Will today or tomorrow bring the 2019 Freddie and Fannie loan limit change announcement? Stay tuned, as it usually released soon after Thanksgiving. Is it arguably less impactful since many jumbo programs have lower rates than conventional conforming products since they don’t have guarantee fees, fit nicely into some portfolios, and have lower compliance costs to originate. One thing is clear: lender M&A continues. For example, yesterday we learned that Firstar Bank has reached an agreement to acquire the assets of Leader Mortgage. And unlike GM’s plans to “idle” five factories in North America and cut some 14,000 jobs, lenders are hiring:
The Correspondent Lending team at Caliber Home Loans, Inc. has partnered with BlitzDocs to provide a seamless integration for mutual customers.
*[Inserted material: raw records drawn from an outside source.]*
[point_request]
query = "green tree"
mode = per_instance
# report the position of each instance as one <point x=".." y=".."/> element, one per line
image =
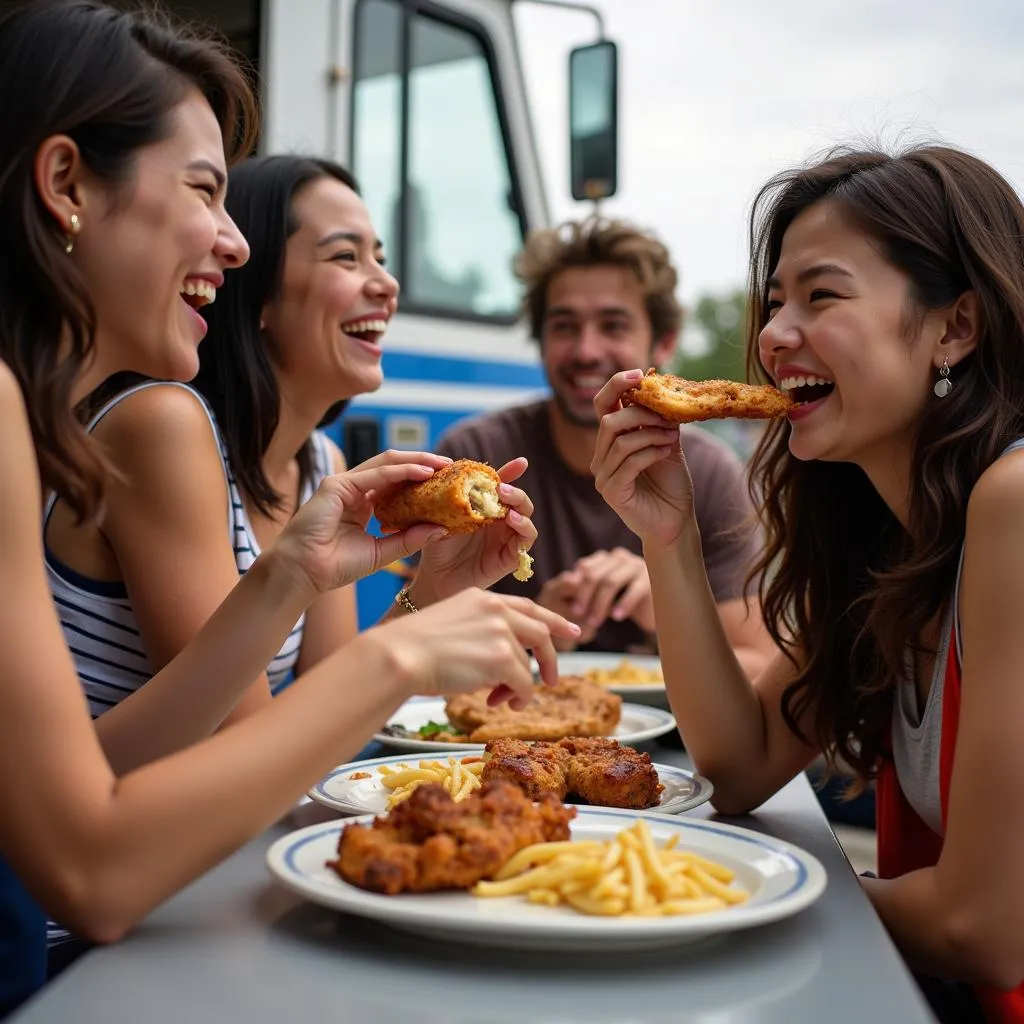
<point x="714" y="346"/>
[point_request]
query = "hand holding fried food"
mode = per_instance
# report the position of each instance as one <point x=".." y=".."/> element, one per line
<point x="462" y="497"/>
<point x="625" y="876"/>
<point x="680" y="400"/>
<point x="429" y="842"/>
<point x="597" y="770"/>
<point x="574" y="707"/>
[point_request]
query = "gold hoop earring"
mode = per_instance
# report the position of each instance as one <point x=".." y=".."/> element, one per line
<point x="76" y="226"/>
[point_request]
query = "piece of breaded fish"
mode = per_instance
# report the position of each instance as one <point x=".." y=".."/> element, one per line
<point x="461" y="497"/>
<point x="429" y="842"/>
<point x="689" y="401"/>
<point x="597" y="770"/>
<point x="574" y="707"/>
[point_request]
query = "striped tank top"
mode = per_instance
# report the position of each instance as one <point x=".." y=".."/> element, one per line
<point x="97" y="617"/>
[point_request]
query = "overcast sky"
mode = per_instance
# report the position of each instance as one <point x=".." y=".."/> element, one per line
<point x="719" y="94"/>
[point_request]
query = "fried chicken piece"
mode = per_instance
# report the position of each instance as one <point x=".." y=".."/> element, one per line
<point x="604" y="772"/>
<point x="536" y="768"/>
<point x="429" y="842"/>
<point x="576" y="707"/>
<point x="461" y="497"/>
<point x="688" y="401"/>
<point x="596" y="770"/>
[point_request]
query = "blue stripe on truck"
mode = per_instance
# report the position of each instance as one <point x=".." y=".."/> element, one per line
<point x="409" y="366"/>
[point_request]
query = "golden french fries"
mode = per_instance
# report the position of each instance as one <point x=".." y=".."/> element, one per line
<point x="628" y="875"/>
<point x="459" y="777"/>
<point x="625" y="674"/>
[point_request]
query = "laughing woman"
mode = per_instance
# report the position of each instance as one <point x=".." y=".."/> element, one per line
<point x="211" y="473"/>
<point x="893" y="505"/>
<point x="112" y="168"/>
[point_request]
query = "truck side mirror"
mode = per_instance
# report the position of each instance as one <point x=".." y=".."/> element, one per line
<point x="594" y="120"/>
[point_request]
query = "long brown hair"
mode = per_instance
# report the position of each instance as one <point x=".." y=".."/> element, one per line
<point x="110" y="80"/>
<point x="844" y="584"/>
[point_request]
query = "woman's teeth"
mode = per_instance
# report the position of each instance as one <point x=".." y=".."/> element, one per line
<point x="788" y="383"/>
<point x="365" y="330"/>
<point x="799" y="388"/>
<point x="202" y="293"/>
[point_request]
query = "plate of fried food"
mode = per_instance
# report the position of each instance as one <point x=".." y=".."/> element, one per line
<point x="576" y="707"/>
<point x="638" y="678"/>
<point x="502" y="869"/>
<point x="597" y="772"/>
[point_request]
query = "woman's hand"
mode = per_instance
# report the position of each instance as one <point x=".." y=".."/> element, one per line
<point x="475" y="639"/>
<point x="638" y="465"/>
<point x="327" y="540"/>
<point x="481" y="558"/>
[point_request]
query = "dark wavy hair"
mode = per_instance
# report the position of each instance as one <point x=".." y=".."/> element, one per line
<point x="110" y="80"/>
<point x="236" y="359"/>
<point x="846" y="589"/>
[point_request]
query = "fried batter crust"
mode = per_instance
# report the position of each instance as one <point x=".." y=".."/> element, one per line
<point x="597" y="770"/>
<point x="429" y="842"/>
<point x="689" y="401"/>
<point x="461" y="497"/>
<point x="576" y="707"/>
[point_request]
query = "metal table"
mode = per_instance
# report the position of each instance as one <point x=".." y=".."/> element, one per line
<point x="233" y="947"/>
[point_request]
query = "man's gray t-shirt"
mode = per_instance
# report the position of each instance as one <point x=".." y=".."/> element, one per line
<point x="573" y="520"/>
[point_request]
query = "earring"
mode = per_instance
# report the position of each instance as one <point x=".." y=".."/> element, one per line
<point x="76" y="226"/>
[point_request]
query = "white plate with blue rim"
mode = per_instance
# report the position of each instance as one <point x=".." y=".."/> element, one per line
<point x="358" y="787"/>
<point x="402" y="731"/>
<point x="780" y="879"/>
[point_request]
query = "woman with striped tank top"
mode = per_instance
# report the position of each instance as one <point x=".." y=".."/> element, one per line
<point x="888" y="299"/>
<point x="113" y="157"/>
<point x="293" y="335"/>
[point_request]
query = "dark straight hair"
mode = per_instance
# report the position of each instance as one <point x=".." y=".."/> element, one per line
<point x="236" y="374"/>
<point x="110" y="80"/>
<point x="844" y="583"/>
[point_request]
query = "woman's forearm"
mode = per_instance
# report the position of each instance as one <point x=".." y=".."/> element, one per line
<point x="923" y="922"/>
<point x="718" y="710"/>
<point x="189" y="697"/>
<point x="207" y="801"/>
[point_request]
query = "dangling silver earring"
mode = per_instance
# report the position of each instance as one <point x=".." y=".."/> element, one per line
<point x="76" y="226"/>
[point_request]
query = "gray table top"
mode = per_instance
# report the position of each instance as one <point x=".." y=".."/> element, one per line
<point x="236" y="947"/>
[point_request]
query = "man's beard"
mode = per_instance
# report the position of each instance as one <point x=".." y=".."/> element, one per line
<point x="577" y="419"/>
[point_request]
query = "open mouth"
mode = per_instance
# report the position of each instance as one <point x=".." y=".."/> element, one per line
<point x="370" y="331"/>
<point x="199" y="293"/>
<point x="806" y="389"/>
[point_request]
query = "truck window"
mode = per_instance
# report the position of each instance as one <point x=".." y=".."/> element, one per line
<point x="430" y="151"/>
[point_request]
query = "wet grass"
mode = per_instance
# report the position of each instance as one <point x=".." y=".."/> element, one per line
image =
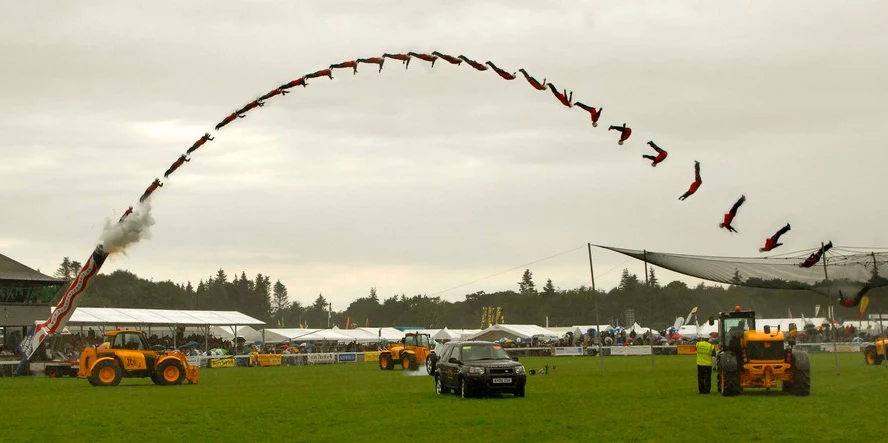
<point x="358" y="402"/>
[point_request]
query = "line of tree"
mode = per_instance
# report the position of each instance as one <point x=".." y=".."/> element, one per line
<point x="642" y="300"/>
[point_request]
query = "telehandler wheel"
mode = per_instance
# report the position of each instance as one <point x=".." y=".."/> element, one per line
<point x="106" y="373"/>
<point x="385" y="362"/>
<point x="871" y="356"/>
<point x="801" y="365"/>
<point x="170" y="372"/>
<point x="408" y="362"/>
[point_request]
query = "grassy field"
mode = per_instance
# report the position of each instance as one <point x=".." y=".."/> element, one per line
<point x="358" y="402"/>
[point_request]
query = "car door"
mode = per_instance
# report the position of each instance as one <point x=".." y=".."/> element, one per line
<point x="445" y="368"/>
<point x="451" y="372"/>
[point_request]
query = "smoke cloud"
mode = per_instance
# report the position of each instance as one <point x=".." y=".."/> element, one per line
<point x="117" y="236"/>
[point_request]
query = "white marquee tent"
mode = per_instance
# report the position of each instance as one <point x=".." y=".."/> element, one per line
<point x="512" y="332"/>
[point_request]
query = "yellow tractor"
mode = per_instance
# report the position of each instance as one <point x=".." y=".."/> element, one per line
<point x="407" y="353"/>
<point x="749" y="358"/>
<point x="875" y="353"/>
<point x="129" y="356"/>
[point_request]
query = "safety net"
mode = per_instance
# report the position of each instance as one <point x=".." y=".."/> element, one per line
<point x="829" y="268"/>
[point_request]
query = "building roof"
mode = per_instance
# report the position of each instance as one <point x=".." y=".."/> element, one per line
<point x="14" y="272"/>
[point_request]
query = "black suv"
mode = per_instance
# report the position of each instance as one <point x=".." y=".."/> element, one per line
<point x="475" y="368"/>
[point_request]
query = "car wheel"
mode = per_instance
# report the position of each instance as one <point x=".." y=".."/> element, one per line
<point x="431" y="361"/>
<point x="440" y="389"/>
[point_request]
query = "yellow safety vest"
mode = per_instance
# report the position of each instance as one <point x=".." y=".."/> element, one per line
<point x="704" y="353"/>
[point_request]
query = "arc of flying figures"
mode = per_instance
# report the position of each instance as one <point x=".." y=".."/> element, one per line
<point x="564" y="97"/>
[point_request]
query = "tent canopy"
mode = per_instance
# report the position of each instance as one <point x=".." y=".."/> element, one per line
<point x="524" y="332"/>
<point x="390" y="334"/>
<point x="454" y="334"/>
<point x="158" y="317"/>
This solution removes the manual loan package delivery process and delivering it directly from Blitzdocs to Caliber. Earlier this year, Caliber’s correspondent sales channel was ranked 2nd by Scotsman Guide among all correspondent lenders nationwide. In addition to new technology that streamlines the loan process for its clients, Caliber Correspondent also has a proprietary suite of non-Agency products called Portfolio Loans which allow its lenders to provide home financing solutions to more eligible borrowers. The newest of these products is Elite Access, which offers up to $3 million, 90% loan-to-value, and no mortgage insurance.
CFBank, Ohio (lending in all 50 States) is now building its retail footprint nationwide. After selling his company, Smarter Mortgages in 2015, John Fearon is now heading up CFBank’s residential mortgage division. “My seasoned team, including five nationally ranked originators, has built the infrastructure and put the support team in place to begin our nationwide expansion. We have implemented our Close Fast Technology to enable top loan officers to focus on growing their business versus chasing down paperwork.” If you are a seasoned loan officer, team leader, or company owner looking for new opportunity, contact John Fearon directly to customize your next chapter in mortgage lending.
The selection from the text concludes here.